Dimanche 14 Février 2021

L’affaire Ousmane Sonko-Adji Sarr est un "faux viol". C’est l’avis de l’ex-Secrétaire général de la Ligue démocratique (LD), Mamadou Ndoye. L’invité du Jury du dimanche (JDD) de Mamoudou Ibra Kane, ce 14 février, sur iRadio et Itv, réfutant même une affaire privé, y voit la main du pouvoir. Ce, à plusieurs niveaux. Selon lui, c’est tout l’appareil d’État qui est mobilisé pour éliminer un adversaire politique.


« UNE QUESTION ÉMINEMMENT POLITIQUE »

Il explique : "je ne la considère même pas comme une affaire privée comme je ne considérais pas l’affaire Khalifa Sall comme une simple affaire pénale. C’était une lutte politique, et le cas d’Ousmane Sonko est aussi une lutte politique. Et c’est important de le dire." Pourquoi ? "Parce que ça se joue l’avenir de la démocratie de notre pays. Est-ce que nous allons nous battre à partir de projets politiques ? Ou de lutte d’idées ? Ou bien est-ce que nous allons nous battre à partir de basses manœuvres ? De calomnies ? De dénigrements ? Voilà la question qui est posée."

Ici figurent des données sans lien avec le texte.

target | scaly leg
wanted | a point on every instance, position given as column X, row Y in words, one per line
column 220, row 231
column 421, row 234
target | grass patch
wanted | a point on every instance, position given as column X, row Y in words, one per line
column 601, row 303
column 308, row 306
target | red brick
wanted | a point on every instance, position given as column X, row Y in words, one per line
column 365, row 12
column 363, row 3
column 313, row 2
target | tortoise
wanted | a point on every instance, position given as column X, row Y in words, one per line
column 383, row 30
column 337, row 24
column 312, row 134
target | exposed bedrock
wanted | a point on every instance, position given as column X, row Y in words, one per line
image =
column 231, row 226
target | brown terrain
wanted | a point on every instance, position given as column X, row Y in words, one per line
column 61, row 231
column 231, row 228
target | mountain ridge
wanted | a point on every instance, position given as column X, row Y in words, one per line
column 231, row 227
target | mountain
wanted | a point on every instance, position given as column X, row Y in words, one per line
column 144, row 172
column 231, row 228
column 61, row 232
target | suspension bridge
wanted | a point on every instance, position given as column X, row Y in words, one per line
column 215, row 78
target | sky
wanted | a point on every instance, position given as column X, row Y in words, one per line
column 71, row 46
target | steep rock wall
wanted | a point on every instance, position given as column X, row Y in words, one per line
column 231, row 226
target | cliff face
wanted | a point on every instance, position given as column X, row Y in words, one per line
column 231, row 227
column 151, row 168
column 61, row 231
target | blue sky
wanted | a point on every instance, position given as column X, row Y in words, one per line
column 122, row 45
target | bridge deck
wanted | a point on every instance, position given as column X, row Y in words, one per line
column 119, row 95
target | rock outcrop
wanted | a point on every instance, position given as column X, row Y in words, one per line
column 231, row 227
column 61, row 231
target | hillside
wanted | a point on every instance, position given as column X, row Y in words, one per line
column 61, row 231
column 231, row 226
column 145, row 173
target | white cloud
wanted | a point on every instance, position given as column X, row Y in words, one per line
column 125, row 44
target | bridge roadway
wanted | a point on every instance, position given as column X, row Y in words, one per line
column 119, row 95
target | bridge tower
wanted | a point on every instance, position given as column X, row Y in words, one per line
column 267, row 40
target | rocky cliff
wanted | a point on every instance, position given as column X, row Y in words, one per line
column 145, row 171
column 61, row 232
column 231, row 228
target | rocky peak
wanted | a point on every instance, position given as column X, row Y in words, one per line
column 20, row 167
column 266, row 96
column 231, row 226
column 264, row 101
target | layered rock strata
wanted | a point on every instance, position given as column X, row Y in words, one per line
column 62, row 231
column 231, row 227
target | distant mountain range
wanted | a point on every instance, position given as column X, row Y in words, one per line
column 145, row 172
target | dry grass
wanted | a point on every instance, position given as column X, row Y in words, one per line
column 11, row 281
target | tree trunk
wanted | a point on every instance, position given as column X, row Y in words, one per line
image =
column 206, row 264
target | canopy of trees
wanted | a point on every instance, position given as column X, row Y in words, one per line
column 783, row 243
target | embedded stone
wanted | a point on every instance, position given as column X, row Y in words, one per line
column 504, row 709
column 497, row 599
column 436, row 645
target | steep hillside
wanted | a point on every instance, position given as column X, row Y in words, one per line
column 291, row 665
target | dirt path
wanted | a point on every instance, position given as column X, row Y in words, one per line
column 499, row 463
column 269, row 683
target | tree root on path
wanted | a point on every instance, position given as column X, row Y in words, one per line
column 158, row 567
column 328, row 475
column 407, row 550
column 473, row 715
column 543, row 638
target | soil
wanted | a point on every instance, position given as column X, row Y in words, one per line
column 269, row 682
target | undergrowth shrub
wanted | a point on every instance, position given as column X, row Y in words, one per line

Selon lui, il est clair que "ceux qui sont au pouvoir sont en train de manipuler Adji Sarr", l’accusatrice de l’opposant. Car appuie-t-il : "la main du pouvoir est dans l’affaire." La preuve, souligne-t-il : "chaque jour, il y a des plaintes pour viol dans ce pays, vous avez vu la police y compris (celle) occidentale avoir tant de célérité pour une affaire de viol ? Ça n’existe pas. On a accéléré la procédure policière. Et qui a cette possibilité ? Pour moi, c’est l’État. Il y a tant d’affaires aujourd’hui qui sollicitent le procureur de la République (Serigne Bassirou Gueye). Pourquoi, il met en priorité un tel dossier ? Pour moi, encore une fois, la main de l’État est là pour accélérer cette procédure pour lever l’immunité parlementaire qui demande l’action du ministre de la Justice. Tout cela montre que la main de l’État est dans ce dossier. C’est pourquoi, je parle de manipulation. C’est la mobilisation de tout l’appareil d’État autour de cette affaire, mobilisation de la police, du ministère de la Justice, du Procureur et aujourd’hui de l’Assemblée nationale. On est dans une affaire montée de toutes pièces contre un adversaire politique pour le discréditer et l’éliminer."

C’est la démocratie et la question des droits de l’homme, au Sénégal, qui risquent d’en pâtir, regrette-t-il.

« SONKO PEUT ALLER DANS UN SALON DE MASSAGE »

Partant du principe "qu’on doit respecter la vie privée d’Ousmane Sonko", Mamadou Ndoye, en tant qu’homme politique, conçoit que le président du parti Pastef – Les Patriotes se rende dans un salon de massage. "Ce n’est pas une maison close. Ce n’est pas une maison de prostituées. S’il était allé dans une maison de prostituées, on aurait pu dire qu’il n’aurait pas dû y aller", clôt-il.